All is not Well in Macau
Photo by Derrick Chang
The former Portuguese enclave of Macau has long been almost as notorious for the corruption of some government officials as for its gambling and sex industries. But mass public protest is relatively new. Worse for both the government of Chief Executive Edmund Ho and his masters in Beijing, the protests occurred on National Day, October 1.
These demonstrations followed one on May 1 when some 5,000 rallied against the illegal import of workers from the mainland, which are depressing local wages. The demonstrations turned violent, police used pepper spray and one policeman fired his pistol, injuring a demonstrator. Numerous arrests were made.
Events in fast-growing Macau offer salutary lessons for Hong Kong, where some of the same potential discontent is evident as a result of widening income gaps and collusion between big business protected by Beijing and government officials.
The protests themselves, involving some 4,000 people, were fuelled by various gripes but they were the latest of several reminders on the related issues of corruption and dynastic politics in Macau. For years Beijing has relied on a small group of so-called patriotic businessmen who have been the most important figures in Macau at least since the 1967 Cultural Revolution, when the Portuguese were forced to kowtow to the mainland, despite remaining nominal rulers – and beneficiaries of corruption until 1999.
Although Edmund Ho’s government has kept a tight grip on Macau politics since the handover to China, the inhabitants have, if anything, been keener than ever to practice some of the freedoms of assembly and the press left to them by the departing Portuguese. For the past three years or so, Macau has been experiencing an almost unprecedented economic boom which for the first time has pushed its per capita GDP above that of Hong Kong.
But for the majority of Macanese, the statistics lie. Or at least they tell the story of how a local clique plus a small group of Hong Kong and foreign casino operators have been making billions while real incomes for ordinary workers have stagnated. Indeed Macau has become a microcosm of the mainland, where money and family connections trump good governance.
The economy has been boosted mainly by the influx of mainland tourists eager to play the tables. Their often ill-gotten mainland wealth has driven turnover at the casinos above even that of Las Vegas. In turn the prospect of an almost limitless mainland gambling market has fuelled investments in giant hotel, mall and convention projects such as the recently opened Venetian, at 3,000-room, the biggest casino in the world and a copy of the Sands group’s venue in Las Vegas.
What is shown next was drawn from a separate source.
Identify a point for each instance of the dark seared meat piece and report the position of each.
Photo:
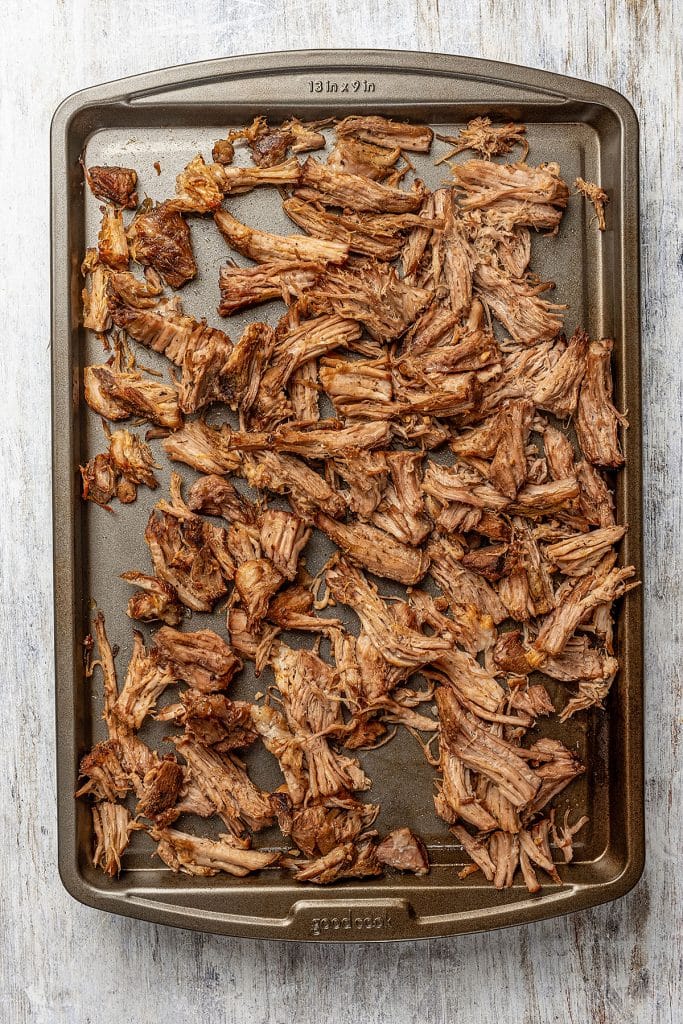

However, not much of the billions of investment rub off on the average Macanese. The high-paying design and management jobs have gone mostly to Hon Kong and foreign people while most of the building work is done by labor imported from the mainland and paid a fraction of what Macau workers would reasonably expect. Away from the glitz of the casinos, tourist shops and high rise apartments built for sale to high-rollers, little has changed in Macau other than traffic and pollution – and public awareness of the depths of the territory’s ills. The October 1 marchers boldly carried placards accusing Ho and his government of corruption.
The former Public Works secretary was charged in August with 76 counts of bribe-taking and related offences – which at least showed that even in Macau ministers are not necessarily above the law. The same month it was revealed in the press that Labour Affairs Secretary Shuen Ka-hung was the owner of a luxury mansion being renovated by workers illegally imported from the mainland. The government initially supported Shuen but then had to back down in the face of public protest.
Also that month Hong Kong’s South China Morning Post newspaper reported that Edmund Ho had an indirect interest in the casino business of Macau’s godfather, Stanley Ho, who for long held a monopoly of gambling. The chief executive insisted that he no longer held that interest. Indeed, it was his government that ended Stanley Ho’s monopoly and brought in the Las Vegas casino barons to develop the business.
However, there is no doubting the deep connections between the chief executive’s family and both of Stanley Ho and Cheng Yu-tung, the head of the Hong Kong-based New World property group, which developed from a Macau jewelry business.
Edmund Ho’s father Ho Yin was Beijing’s front man in Macau from the early 1950s and when he died in 1983 this mantle passed to his son. The Ho family business was the Tai Fung Bank, in which the Bank of China now holds a majority stake – and from which it can doubtless monitor at least some of the cash being funneled into Macau from mainland sleaze.
Meanwhile the Cheng family in Hong Kong maintains close relations with the government of chief executive Donald Tsang. New World controls bus and ferry monopolies, its affiliates were the biggest contributors to Tsang’s campaign in the recent so-called election, and it employs Tsang’s brother, a former chief of police, in an important role.
Indeed, Macau reveals how easy it is for the Communist Party to confuse patriotism with self-interest, and to rely on nepotism rather than public support to sustain itself. Both inevitably lead to collusion if not outright corruption.
However, what worked well enough when Macau and Hong Kong were under colonial rule may not work so well now that the relatively well educated populations of the territories expect some participation in government, along with higher standards of governance than prevail on the mainland. The Macau protests may also be the harbinger of the future for Hong Kong if Tsang fails to notice that collusion and dynastic politics eventually end in disgrace if not revolution.